On Friday, our Vulnerability Researcher Stefan Schiller presented the talk “The Hazards of Technological Variety and Parallelism: An Avocado Nightmare”, which highlighted two major challenges software is facing nowadays. The case study used for this purpose is Apache Guacamole, which is a remote desktop gateway commonly deployed in enterprise environments to access hosts and isolated applications via a web browser.
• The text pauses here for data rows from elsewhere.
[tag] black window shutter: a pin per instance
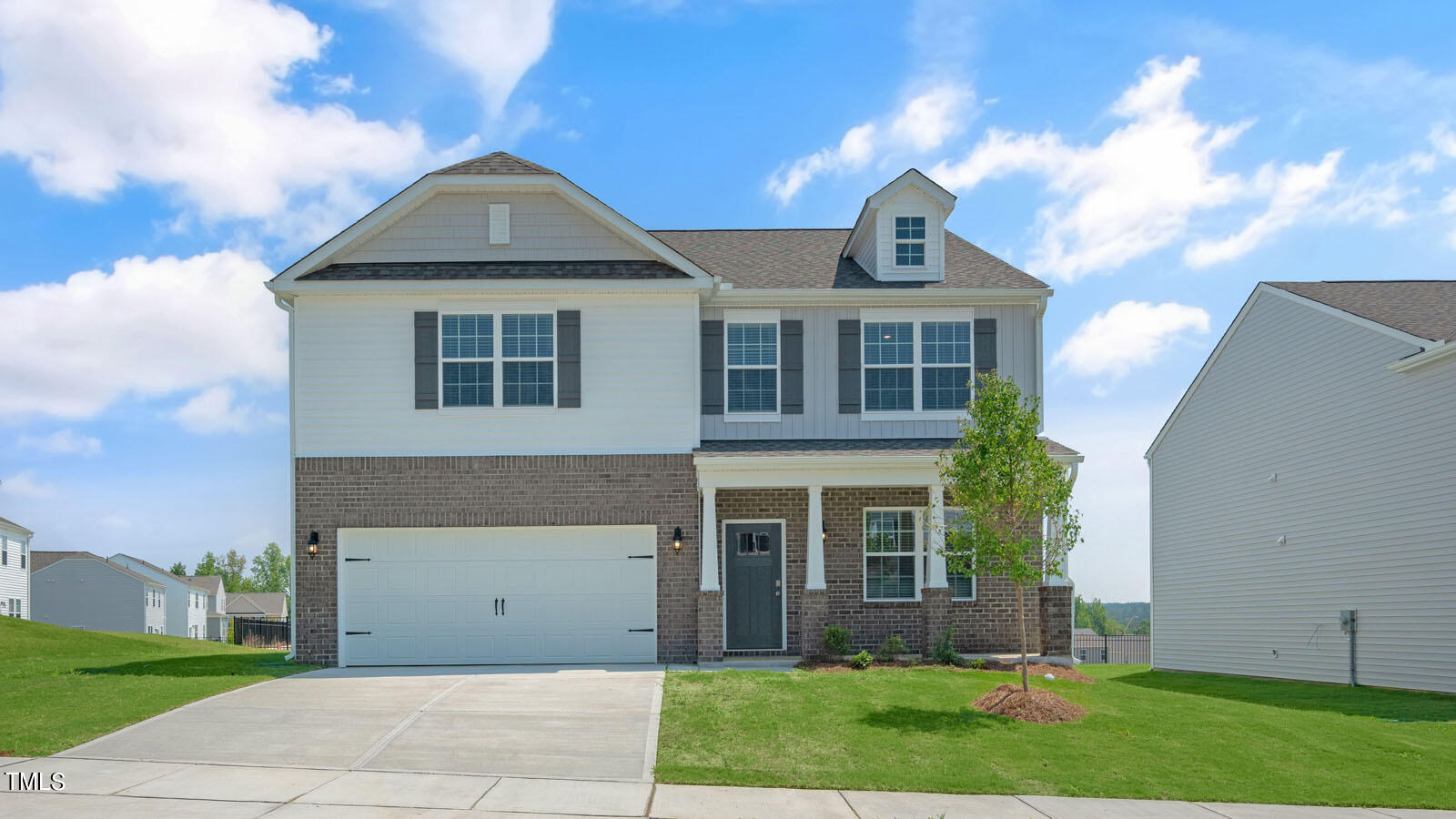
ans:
(427, 360)
(568, 358)
(791, 366)
(713, 363)
(849, 365)
(985, 346)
The talk described an interesting parser differential vulnerability caused by a difference in how Guacamole’s Java and C components handle Unicode characters and explained how attackers could exploit this. Furthermore, Stefan emphasized the dangers of parallelism by detailing a Use-After-Free vulnerability caused by the inappropriate protection of shared data access by separate threads. At last, he dived into the development of a proof-of-concept for this vulnerability and covered different glibc heap exploitation techniques in detail.
Thank you to everyone attending the talk and to the organizers for having us! We will publish an additional blog post covering the content of the talk soon. So, stay tuned!
Hexacon added a new format to the social event called Lighting Talks. A lightning talk is a quick session limited to 5 minutes, which should not contain any commercials but rather fun topics.
Our AppSec Researcher Gaëtan Ferry presented a tragically funny story about SAST engine benchmarking in his session “AppSeceo and Juliet C#”:
The session describes the challenges faced when improving a SAST engine to cover a specific benchmark. Check out our related blog post Java SAST Benchmarks: why you shouldn’t trust them blindly.
We greatly enjoyed the fresh and diverting lightning talks format and would greatly welcome it to become a regular component of the conference.
Our expectations after the great conference last year were high. But Hexacon 2023 really smashed it again. We had an amazing time, met a lot of friendly, like-minded people, and enjoyed the cutting-edge content provided by the presented talks.
Kudos to Synacktiv for making this conference such a pleasant event, we are already looking forward to next year for yet another iteration of Hexacon!